The facility to pump immediately following installation, combined with real time data logger monitoring, allowed an immediate assessment of the effectiveness of the installed scheme. Also the continuous reduction in pressures reduced the bore control measures required, improving the quality of logging and well installation in subsequent bores.

The dry channel sands found in the crown and dry laminated beds found at invert are shown in Photo 5.

Photo 5:  Dry non-cohesive soils encountered during excavation of CP6.
LEFT: Channel sands in the crown.  RIGHT: Laminated beds at invert.

Acknowledgements & References


Many individuals contributed to the success of this project and the authors would like to acknowledge the project client Crossrail, the permanent works designer Atkins and Arup, the main contractor DSJV (Dragados Sisk Joint Venture) the temporary works designer OTB Engineering and the dewatering subcontractor WJ Groundwater. 


Environment Agency 2015. Management of the London Basin Chalk Aquifer: Status Report, Environment Agency, London. 

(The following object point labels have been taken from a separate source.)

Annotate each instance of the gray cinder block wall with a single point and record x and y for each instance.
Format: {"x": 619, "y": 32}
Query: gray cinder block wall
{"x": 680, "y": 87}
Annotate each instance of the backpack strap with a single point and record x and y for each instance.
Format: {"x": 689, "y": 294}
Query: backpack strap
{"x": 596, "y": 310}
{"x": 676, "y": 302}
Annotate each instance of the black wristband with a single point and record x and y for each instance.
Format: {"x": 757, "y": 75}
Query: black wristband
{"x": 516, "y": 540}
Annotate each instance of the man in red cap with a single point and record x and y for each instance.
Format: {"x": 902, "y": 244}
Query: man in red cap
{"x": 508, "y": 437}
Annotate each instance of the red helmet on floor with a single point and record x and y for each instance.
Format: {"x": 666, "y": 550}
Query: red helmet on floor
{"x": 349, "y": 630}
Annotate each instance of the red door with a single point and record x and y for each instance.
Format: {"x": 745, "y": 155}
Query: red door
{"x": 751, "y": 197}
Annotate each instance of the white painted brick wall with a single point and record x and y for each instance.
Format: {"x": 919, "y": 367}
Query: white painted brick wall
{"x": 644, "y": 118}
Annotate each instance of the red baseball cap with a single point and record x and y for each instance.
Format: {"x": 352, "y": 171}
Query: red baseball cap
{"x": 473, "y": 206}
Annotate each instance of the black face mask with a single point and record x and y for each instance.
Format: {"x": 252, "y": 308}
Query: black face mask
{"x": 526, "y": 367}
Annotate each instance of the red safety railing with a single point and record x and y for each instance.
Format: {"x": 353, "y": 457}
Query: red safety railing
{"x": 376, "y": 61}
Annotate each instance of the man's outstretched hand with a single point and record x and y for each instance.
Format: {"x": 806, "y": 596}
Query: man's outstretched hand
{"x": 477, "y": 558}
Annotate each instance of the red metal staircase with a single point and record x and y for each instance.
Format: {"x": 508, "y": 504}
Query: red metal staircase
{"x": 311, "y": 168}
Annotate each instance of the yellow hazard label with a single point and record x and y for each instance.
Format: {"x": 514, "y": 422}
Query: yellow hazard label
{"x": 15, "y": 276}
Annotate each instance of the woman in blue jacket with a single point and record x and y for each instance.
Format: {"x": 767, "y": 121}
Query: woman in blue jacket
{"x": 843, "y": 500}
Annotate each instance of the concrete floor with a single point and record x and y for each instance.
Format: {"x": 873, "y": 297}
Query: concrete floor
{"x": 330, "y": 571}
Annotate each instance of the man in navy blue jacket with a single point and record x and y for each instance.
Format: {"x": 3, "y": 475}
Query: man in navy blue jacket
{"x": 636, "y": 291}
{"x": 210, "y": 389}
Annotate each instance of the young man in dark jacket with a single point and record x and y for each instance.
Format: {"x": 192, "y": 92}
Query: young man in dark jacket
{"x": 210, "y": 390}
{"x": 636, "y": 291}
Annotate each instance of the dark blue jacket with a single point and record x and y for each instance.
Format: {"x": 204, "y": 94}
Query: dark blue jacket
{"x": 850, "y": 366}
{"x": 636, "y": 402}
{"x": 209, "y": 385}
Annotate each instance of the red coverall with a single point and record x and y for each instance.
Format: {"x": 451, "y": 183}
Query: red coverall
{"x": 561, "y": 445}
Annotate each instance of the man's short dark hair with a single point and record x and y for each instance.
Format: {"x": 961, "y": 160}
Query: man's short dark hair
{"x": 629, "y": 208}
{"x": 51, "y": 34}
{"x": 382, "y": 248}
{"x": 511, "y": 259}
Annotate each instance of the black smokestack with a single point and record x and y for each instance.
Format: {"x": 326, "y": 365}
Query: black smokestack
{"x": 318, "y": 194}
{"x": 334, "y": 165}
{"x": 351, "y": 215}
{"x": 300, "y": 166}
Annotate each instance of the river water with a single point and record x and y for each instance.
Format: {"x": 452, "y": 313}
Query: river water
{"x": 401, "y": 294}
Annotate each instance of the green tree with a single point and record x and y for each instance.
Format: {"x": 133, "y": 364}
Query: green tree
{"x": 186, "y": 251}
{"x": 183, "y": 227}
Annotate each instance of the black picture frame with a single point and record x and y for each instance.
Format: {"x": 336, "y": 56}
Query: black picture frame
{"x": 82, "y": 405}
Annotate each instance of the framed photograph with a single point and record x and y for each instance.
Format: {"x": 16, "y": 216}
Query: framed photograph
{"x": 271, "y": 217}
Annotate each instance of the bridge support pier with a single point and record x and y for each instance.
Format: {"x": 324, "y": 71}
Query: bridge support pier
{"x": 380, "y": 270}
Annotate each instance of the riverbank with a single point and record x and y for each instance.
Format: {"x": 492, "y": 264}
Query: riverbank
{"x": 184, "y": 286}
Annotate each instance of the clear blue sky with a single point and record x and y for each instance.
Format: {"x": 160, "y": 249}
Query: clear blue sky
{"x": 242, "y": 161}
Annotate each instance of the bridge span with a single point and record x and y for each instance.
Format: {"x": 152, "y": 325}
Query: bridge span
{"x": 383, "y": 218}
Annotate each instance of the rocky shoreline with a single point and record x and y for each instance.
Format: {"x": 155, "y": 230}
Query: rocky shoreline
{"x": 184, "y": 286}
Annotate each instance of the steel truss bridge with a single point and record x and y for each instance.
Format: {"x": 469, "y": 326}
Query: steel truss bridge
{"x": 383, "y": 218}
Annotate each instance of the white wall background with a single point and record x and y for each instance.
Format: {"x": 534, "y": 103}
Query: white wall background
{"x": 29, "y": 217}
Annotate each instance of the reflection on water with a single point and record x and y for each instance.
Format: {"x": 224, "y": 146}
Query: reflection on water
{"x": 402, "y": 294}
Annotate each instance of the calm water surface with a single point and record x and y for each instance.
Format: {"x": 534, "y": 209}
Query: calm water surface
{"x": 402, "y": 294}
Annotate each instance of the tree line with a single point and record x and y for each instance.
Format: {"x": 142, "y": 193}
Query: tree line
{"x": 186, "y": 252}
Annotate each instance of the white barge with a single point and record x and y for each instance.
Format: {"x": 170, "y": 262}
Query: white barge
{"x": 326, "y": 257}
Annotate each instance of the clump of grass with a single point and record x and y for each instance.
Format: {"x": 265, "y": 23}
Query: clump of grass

Skempton and Chrimes 1994. Thames Tunnel: geology, site investigation and geotechnical problems. A W Skempton and M M Chrimes. Géotechnique, Volume 44, Issue 2, 01 June 1994, pages 191 –216. ICE London.  

Skipper et al 2015. The Lambeth Group in the Crossrail Project of London, UK – the geological model. J A Skipper, H E Scholes, U Lawrence, M Packer and C O Menkiti. Proceedings of the XVIECSMGE Geotechnical Engineering for Infrastructure and Development, 2015 doi:10.1680/ecsmge.60678.

Sumbler 1996. British Regional Geology: London and the Thames Valley, 4th Edition. M G Sumbler, 1996. London: HMSO British Geological Survey.